So far you have been dealing with the capacitor as a device which passes ac and in which the only opposition to the alternating current has been the normal circuit resistance present in any conductor. However, capacitors themselves offer a very real opposition to current flow. This opposition arises from the fact that, at a given voltage and frequency, the number of electrons which go back and forth from plate to plate is limited by the storage ability-that is, the capacitance-of the capacitor. As the capacitance is increased, a greater number of electrons change plates every cycle, and (since current is a measure of the number of electrons passing a given point in a given time) the current is increased.
Increasing the frequency will also decrease the opposition offered by a capacitor. This occurs because the number of electrons which the capacitor is capable of handling at a given voltage will change plates more often. As a result, more electrons will pass a given point in a given time (greater current flow). The opposition which a capacitor offers to ac is therefore inversely proportional to frequency and to capacitance. This opposition is called CAPACITIVE REACTANCE.

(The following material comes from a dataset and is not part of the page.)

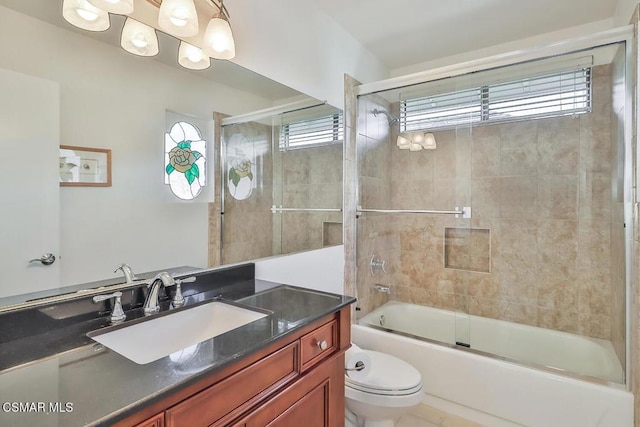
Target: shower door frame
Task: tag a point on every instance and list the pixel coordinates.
(353, 91)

You may say that capacitive reactance decreases with increasing frequency or, for a given frequency, the capacitive reactance decreases with increasing capacitance. The symbol for capacitive reactance is XC.
Now you can understand why it is said that the XC varies inversely with the product of the frequency and capacitance. The formula is:
Xc = 1/2πfc
Where: XC is capacitive reactance in ohms f is frequency in Hertz C is capacitance in farads 2π is 6.28 (2 X 3.1416).
The following example problem illustrates the computation of XC.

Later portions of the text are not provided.